Я – Васька из Кокошино
Шрифт:
«Ну вот, – отвечал на мой вопрос дядя Серёжа, – в связи со страхом мне подумалось: человек, имея своё начало и конец, не может избавиться от мысли, постоянно зовущей к началу и концу. Он ищет начало зарождения жизни на Земле, начало рождения планеты, начало формирования Солнечной системы, начало зарождения материи и прочие начала. Самая наименьшая материальная частица не может быть наименьшей, если она материальна: она в свою очередь должна состоять из ещё меньших частиц. Человек хочет добраться до конца наименьших частиц, «коли сам конечен», как сказал Леонов. Вселенная не имеет конца ни в сторону наибольшего, ни в сторону наименьшего. Там, где кончается доступная человеческим познаниям среда, созданная наименьшими материальными частицами, там начинается другая, недоступная человеческим познаниям среда, создающая наименьшие материальные частицы».
Эта дядина Серёжина беседа явно была предназначена не для моих понятий, но мне ничего не оставалось,
«Между наименьшими материальными частицами, – продолжал дядя Серёжа, – находится та недоступная человеческим пониманиям среда, в которой частицы «плавают» и «питаются». Проще говоря, наименьшие материальные частицы строятся из материалов той, нам неведомой среды, в которой они «плавают». Безвоздушное пространство не есть абсолютная материальная пустота. Если бы оно было абсолютной материальной пустотой, световые и магнитные волны были бы невозможны: ничто – не колеблется. Абсолютная пустота не может обуславливать скорость движения света. Электромагнитные и световые волны – явление материальное. Если звуковые волны – это колебание известных человеку материалов (ощутимой среды), то электромагнитные и световые волны – это колебания межмолекулярной среды, человеком неощутимой. Человек не в состоянии познать всю материальную природу, так как она бесконечна как в сторону малого, так и в сторону большого».
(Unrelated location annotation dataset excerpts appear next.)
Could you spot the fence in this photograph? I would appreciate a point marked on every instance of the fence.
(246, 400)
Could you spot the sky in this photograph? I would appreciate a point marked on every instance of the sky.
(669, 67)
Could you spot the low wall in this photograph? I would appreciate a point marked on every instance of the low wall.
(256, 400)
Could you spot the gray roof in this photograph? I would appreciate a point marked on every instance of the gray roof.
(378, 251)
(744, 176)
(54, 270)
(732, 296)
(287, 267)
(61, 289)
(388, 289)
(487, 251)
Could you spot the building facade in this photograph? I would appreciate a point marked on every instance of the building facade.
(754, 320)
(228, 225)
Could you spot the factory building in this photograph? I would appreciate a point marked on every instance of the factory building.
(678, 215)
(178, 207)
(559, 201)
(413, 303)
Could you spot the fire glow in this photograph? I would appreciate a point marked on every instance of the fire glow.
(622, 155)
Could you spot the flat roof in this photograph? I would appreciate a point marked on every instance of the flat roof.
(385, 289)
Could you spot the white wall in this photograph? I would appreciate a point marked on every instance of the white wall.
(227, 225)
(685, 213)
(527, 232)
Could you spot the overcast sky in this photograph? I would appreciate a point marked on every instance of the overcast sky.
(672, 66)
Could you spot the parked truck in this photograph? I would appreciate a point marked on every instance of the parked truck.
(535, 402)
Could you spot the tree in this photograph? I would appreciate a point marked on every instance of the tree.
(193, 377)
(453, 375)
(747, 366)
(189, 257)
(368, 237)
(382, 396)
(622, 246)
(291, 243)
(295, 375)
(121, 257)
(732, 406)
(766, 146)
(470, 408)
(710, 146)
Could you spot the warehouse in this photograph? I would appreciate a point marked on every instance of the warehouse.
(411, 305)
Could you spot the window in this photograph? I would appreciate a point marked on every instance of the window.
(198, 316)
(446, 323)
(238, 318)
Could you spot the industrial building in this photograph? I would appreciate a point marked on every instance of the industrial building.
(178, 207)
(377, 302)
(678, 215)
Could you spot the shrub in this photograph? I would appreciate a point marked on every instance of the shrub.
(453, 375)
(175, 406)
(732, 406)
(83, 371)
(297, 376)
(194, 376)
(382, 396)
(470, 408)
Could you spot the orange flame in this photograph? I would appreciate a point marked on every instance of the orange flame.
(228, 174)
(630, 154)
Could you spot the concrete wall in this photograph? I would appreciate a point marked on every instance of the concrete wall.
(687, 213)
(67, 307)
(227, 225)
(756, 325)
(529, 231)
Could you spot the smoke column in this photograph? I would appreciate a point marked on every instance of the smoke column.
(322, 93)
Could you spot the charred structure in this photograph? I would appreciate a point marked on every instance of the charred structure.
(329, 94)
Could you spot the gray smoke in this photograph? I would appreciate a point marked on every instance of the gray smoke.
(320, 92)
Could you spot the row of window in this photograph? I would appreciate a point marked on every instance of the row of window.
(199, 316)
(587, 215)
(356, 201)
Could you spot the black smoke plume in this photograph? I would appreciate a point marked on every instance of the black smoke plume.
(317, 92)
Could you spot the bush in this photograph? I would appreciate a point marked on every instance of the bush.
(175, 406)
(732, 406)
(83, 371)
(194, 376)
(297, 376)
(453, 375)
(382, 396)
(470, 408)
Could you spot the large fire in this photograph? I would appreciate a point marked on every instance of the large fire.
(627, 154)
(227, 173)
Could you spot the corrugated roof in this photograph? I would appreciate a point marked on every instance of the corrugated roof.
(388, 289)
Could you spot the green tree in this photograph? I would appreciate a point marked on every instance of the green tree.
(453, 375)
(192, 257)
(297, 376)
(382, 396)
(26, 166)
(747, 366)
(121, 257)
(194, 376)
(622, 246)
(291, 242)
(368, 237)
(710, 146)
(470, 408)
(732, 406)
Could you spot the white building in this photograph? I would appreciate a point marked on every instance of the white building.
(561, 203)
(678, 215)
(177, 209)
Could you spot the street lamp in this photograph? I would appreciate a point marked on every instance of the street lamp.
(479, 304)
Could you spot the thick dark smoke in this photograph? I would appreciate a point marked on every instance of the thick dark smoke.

Дядя Серёжа помолчал и с не меньшим пылом стал развивать свои мысли дальше.
«Звуковые волны имеют одну скорость, световые – другую. Почему? Звуковые волны – это колебания молекулярной среды, более тяжёлой, чем межмолекулярная. А за межмолекулярной в сторону малого следует какая-то другая среда со своими, ещё более быстрыми, волнами, нам неизвестными, нами не ощутимыми. Так и в сторону великого – за молекулярной средой следует космическая среда, состоящая из солнечных систем. И опять же эта среда имеет свои колебания с проявлением результатов от них. И уж конечно в миллиарды миллиардов раз эти колебания тяжелей и медленней молекулярных. Что они создают? Уж конечно не свет, не звук, а нечто нам недоступное. За космической средой следует другая среда».
Дядя Серёжа как-то разом остановился, посмотрел на меня и улыбнулся. «Не сердись, не скучай, Васька, скоро придут». – «Кто?» – спрашиваю. «Бабоньки. Чего ради мы тут время коротаем?» – «Уж больно мудрёная у тебя философия, дядя Серёжа», – говорю. «А я, Васька, не столько для тебя говорю, сколько для себя. Вот рассуждаю и не знаю, в чём я прав, в чём нет. Не с кем мне на эту тему поделиться. Расти быстрей, да спорить будем».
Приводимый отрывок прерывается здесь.